Classifier Accuracy



Hello everybody,

I’m doing approach with the CPA Classifier. The approach is
that I stain PBMCs with T-cell, B-cell, and monocyte. Imaging the cells with
four colors (Hoechst, and colors for the markers of the three mentioned
populations). Then I run a CellProfiller analysis to measure maximum possible number
of features for the objects. After that I go to the classifier to classify me
cells according to staining into four population; T-cell, B-cell, Monocyte, and
Negative (for the rest of unstained PBMCs population. After I’ve trained the
software, I ask the classifier to classify my cells according to nuclear
feature into the four mentioned classes.

My Problem is that the accuracy of the classifier is not enough
(around 60%). I tried to increase the rule and or the examples, but in vain.

Does any one has a clue or an suggestion to improve the
accuracy of classification



Can you upload your pipeline and your properties file? Thanks.


You’re not actually measuring anything in your cells, just in your nuclei- depending on if your markers are nuclear or cytoplasmic, the nuclear values might not be capturing all the information. Unless there’s a good reason why you can’t, I’d add “Cells” to all of the measurement modules you’re using.

Other than that, play with different classifier types and keep an eye on your confusion matrices- it may be that given the stains you have in the cells you have, you may only be able to correctly classify certain types (ie Negative is generally sorted correctly but the other 3 are usually confused), and you may need to adjust your future experiments accordingly.


Hi Ahmed,

I do not know what did you mean by ‘’ I’d add “Cells” to all of the measurement modules you’re using.’’. I have only Hoechst staining and CD markers staining for phenotype detection.

You have a module in your pipeline that takes your “Nuclei” objects and expands them out a bit to create objects you called “Cells”, but in your downstream measurement modules you are only measuring the shape, size, and intensity in your CD channels of the “Nuclei” but not the “Cells”- my suggestion would be to measure BOTH the shape, size, intensity of “Nuclei” and “Cells”, as it may give the classifier enough extra information to be more accurate at categorizing the PBMCs into subtypes.

You can also consider adding additional types of measurements, such as the “MeasureCorrelation” and “MeasureGranularity” modules.

I’d also double check your segmentation results- if the segmentation isn’t great it might explain a bad classification. You may want to consider adding a SaveImages module to your pipeline to save the outlines of your segmented Nuclei; if you enable the “Record path information” box you’ll be able to see the outlines in Analyst while you’re classifying the cells, which’ll give you a hint as to whether there are segmentation issues or not.

Even if you do all of this though, if your segmentation isn’t good enough or if the differences just aren’t clear enough there’s no guarantee that you will be able to train a classifier that gets very high accuracy on all of your 4 subpopulations. That’s why I mentioned in my last post that you should attempt to figure out if there are certain classes that are being identified particularly poorly and then trying to think about if there’s a marker or something you could add to your experiment to help enhance your ability to detect them next time.


Hi Bcimini

Not sure if I got all your suggetion because I started to use CellProfiller just reacently. But I will try to work on them. Thanks a million for the nice support.

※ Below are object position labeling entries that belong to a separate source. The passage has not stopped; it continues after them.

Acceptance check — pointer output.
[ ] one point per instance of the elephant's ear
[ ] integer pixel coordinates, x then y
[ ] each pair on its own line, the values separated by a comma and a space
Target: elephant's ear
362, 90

Thank you for your great work. :slight_smile:
I am a new user and it took me a few days to get around working with CP. However I am having problem with the classifier in CPA. My samples are taken from human tissue, neuronendocrine tumors. So they come in divers shape, size, and placement of cells. I am looking at the Ki-67 staining. in the first step i do cell segmentation in the CP which is not perfect, but acceptable, considering the complexity of the case.

The problem start when in the CPA try to exclude the non-tumor cells.the machine learning seems to be having a very difficult time to distinguish the tumor cells from the non tumor cells.
It is a fairly hard task for the pathologyst as well. I think the problem is that machine learning algorithm only looks at the cherecteristics of the cells that i introduce as sample in tumor and non tumor bins, while it might be easier if it looks at the neighbouring cells. With more training, i make the system more confused and the accuracy not only doesn’t increase but also goes down :confused:

Do you have any suggestion for impeoving my results?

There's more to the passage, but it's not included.